Lamont Weekly Report, January 11, 2008
I flew out to Bermuda on Tuesday to spend three days with the leaders of ocean institutions from around the world. The unusual ten-year- old international entity hosting this meeting (Partnership for Observation of the Global Ocean - POGO) is working to play a bigger role in the planning for GEOSS (Global Earth Observing). The breadth of international representation was impressive - Director-level folks from fifteen different nations, plus many government representatives. The meeting exceeded expectations (mine at least) with regard to the substance of the dialog, and was an 'eye-opener' with regard to the level of coastal and ocean observation activity world-wide. It was something of a novelty to hear the representative from the Chinese Academy of Sciences defining the direct economic benefit of multi- million dollar investments in coastal monitoring, impressive to hear the British describe the operational predictions from models assimilating observations in real time from the Irish Sea, and the six or seven decades of data from Plymouth's Continuous Plankton Recorder program, though seen before, never cease to make the case strongly for sustained programs of careful and systematic ocean observations. All this as Tony Knapp announced that NSF had decided discontinue funding for the Bermuda Test Bed mooring after 13-14 years of operation...

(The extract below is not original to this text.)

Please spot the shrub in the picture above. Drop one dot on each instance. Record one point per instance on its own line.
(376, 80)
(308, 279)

A few semi-random tid-bits: The rumor is that the Japanese delegation will bring Climate Change as a primary theme to the next G8 meeting in Tokyo in July, so GEO and POGO are planning appropriate advocacy activities related to this. An interesting theme that pervaded the meeting was the need to work more closely with the economics community to be able to better quantify societal risks and benefits... and Elke Weber's work on decision-making was widely quoted. It was good to see Jim Baker (ex-Head of NOAA) again after so many years - he has recently taken on a new role working with the Clinton Foundation on the use of remote sensing approaches to the monitoring of forestry related to carbon sequestration. Jim talked about the need for a 'Stern Report for the Oceans'. Concerns about data exchange, data openness, and of course interoperability. I was unpleasantly surprised by the apparent acceptance of the inevitability of ocean fertilization as one of the approaches to carbon sequestration (although pleased that SCOR is about to release a formal statement on this issue in the 3-4 weeks time frame).
I was also unpleasantly surprised to discover that the Swizzle Inn has taken meat pies off its menu, and the White Horse is yuppified beyond recognition, and worst of all, the Pub on the Square in St. Georges is no more...

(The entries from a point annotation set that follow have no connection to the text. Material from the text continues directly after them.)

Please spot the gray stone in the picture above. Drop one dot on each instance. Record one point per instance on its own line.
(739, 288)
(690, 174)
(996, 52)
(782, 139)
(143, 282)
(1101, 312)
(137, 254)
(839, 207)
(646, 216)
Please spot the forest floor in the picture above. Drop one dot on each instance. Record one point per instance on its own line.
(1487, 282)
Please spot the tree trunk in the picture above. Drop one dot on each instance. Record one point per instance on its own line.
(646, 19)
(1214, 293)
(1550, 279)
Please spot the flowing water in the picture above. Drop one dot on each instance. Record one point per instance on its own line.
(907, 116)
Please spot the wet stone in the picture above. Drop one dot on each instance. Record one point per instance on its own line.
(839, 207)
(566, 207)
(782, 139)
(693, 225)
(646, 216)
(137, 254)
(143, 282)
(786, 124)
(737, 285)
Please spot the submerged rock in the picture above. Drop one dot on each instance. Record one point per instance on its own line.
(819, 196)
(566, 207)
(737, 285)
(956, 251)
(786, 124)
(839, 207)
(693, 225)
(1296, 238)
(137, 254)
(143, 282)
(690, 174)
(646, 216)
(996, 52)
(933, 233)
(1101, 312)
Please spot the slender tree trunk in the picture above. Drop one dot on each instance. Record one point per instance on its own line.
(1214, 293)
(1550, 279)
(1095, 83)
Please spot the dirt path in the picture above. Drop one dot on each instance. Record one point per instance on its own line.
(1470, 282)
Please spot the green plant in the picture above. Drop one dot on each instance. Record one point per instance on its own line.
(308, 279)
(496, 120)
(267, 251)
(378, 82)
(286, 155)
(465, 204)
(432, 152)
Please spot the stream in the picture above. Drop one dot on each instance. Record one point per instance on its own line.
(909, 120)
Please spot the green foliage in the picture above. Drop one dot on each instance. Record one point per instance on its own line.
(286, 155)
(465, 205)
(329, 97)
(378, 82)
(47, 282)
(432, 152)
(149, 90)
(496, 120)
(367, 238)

Speaking of food and drink, and bringing things much closer to home: for sometime we have been looking into establishing a new contract for operation of our cafeteria. In recent years, it has simply been costing us too much money - we can no longer afford to sustain it. So, we have negotiated a new management contract with a new vendor: Unique Food Management of Cresskill, NJ, a private firm that operates a number of corporate cafeteria's of similar size throughout New Jersey. They will take over our cafeteria operations on Monday, January 28th. An old friend, Dawn, who worked in our cafeteria when Lamont ran the service with our own employees, will be returning. We are looking forward to this opportunity to improve the quality of the services we provide. I hope you will stop in and give the new management a warm welcome. On-campus catering is important to generate enough business to sustain our cafeteria operations, so please keep the cafeteria in mind when hosting your next event.
I will be home this weekend, and back in the office on Monday. It has been sunny and 70 degrees in Bermuda. Not sure that I am ready for New York weather again.